The delivery subsystem is the final client-facing layer of the commodity hindcast pipeline. It consumes wide rolling-prediction DataFrames produced by the walk-forward loop, aggregates them to one of three ADM levels (ADM0 national / ADM1 state / ADM2 county), converts internal kg/ha values to delivery units (bu/ac for grains, lbs/ac for cotton), attaches conformal-interval bands and benchmark columns, validates every row through a strict Pydantic schema (DeliveryRow), and writes the result as a QUBE-format CSV. A second export path (export.py) ingests the already-written CSVs, joins them to geometry.parquet for warehouse UUID resolution, converts back to kg/ha for the model-ingestion table, and hands off to the shared model_output_export_util pipeline.

All unit conversion at the delivery boundary is performed exclusively here (DESIGN.md line 116); kg/ha columns never appear in the output CSVs.

Modules

schemas.py (284 lines)

Purpose: Defines the row-level and document-level Pydantic models that act as the typed contract for every value written to a delivery CSV.

Public classes:

  • DeliveryRow (schemas.py:109) — frozen Pydantic model for a single CSV row. extra="forbid" is load-bearing: if a cfg.reference_data spec produces an f"{spec.name}_in_season" column whose name does not match any declared field, Pydantic raises ValidationError immediately rather than silently discarding the benchmark column.

  • HindcastDelivery (schemas.py:227) — frozen container holding rows: list[DeliveryRow] plus generated_date: str.

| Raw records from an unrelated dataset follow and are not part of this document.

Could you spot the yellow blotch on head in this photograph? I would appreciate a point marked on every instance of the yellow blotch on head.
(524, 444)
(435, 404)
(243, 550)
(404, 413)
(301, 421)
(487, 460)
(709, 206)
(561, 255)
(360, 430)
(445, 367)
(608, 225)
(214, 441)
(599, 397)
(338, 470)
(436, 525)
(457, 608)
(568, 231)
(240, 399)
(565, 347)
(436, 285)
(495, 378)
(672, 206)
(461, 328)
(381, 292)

Validates structural integrity across all rows.

Public function:

  • build_delivery_column_order(ci_columns) (schemas.py:58) — returns a tuple[str, ...] giving the canonical CSV column sequence: _DELIVERY_PREFIX + CI columns + _DELIVERY_SUFFIX. Defaults to the full CI superset (50 / 68 / 80 / 90 / 95 percentiles). Called by run_deliver.py when writing the final CSV.

DeliveryRow field inventory:

Field Type Notes
commodity str upper-cased commodity name
year int harvest season year
init_date str ISO-8601 date string (YYYY-MM-DD)
geo_identifier str default "adm0:usa"
variable str default "yield_bu_acre"
model str default "commodity_hindcast"
mean float area-weighted predicted yield in delivery units
weather_correction_bu_ac float detrended yield signal (always in bu/ac; not converted by export)
nass_actual float \| None area-weighted observed NASS yield from predicted counties
nass_actual_area_weighted_all float \| None full-universe NASS survey yield (ADM0 only)
nass_actual_prod_div_area_all float \| None full-universe production ÷ area (ADM0 only)
wasde_in_season float \| None as-of-init_date WASDE estimate
conab_final_in_season float \| None as-of-init_date CONAB final estimate
conab_lev_in_season float \| None as-of-init_date CONAB levantamento estimate
lower_95upper_95 float \| None conformal CI bands at 50/68/80/90/95 % levels

Validators (non-obvious invariants):

  • _validate_ci_ordering (schemas.py:176) — enforces lower_95 ≤ lower_90 ≤ … ≤ lower_50 ≤ mean ≤ upper_50 ≤ … ≤ upper_95 for every present (non-None) band. Absent bands are skipped, so partial CI subsets still pass. Violation raises ValueError at row construction time — the CI band ordering invariant cannot be violated silently.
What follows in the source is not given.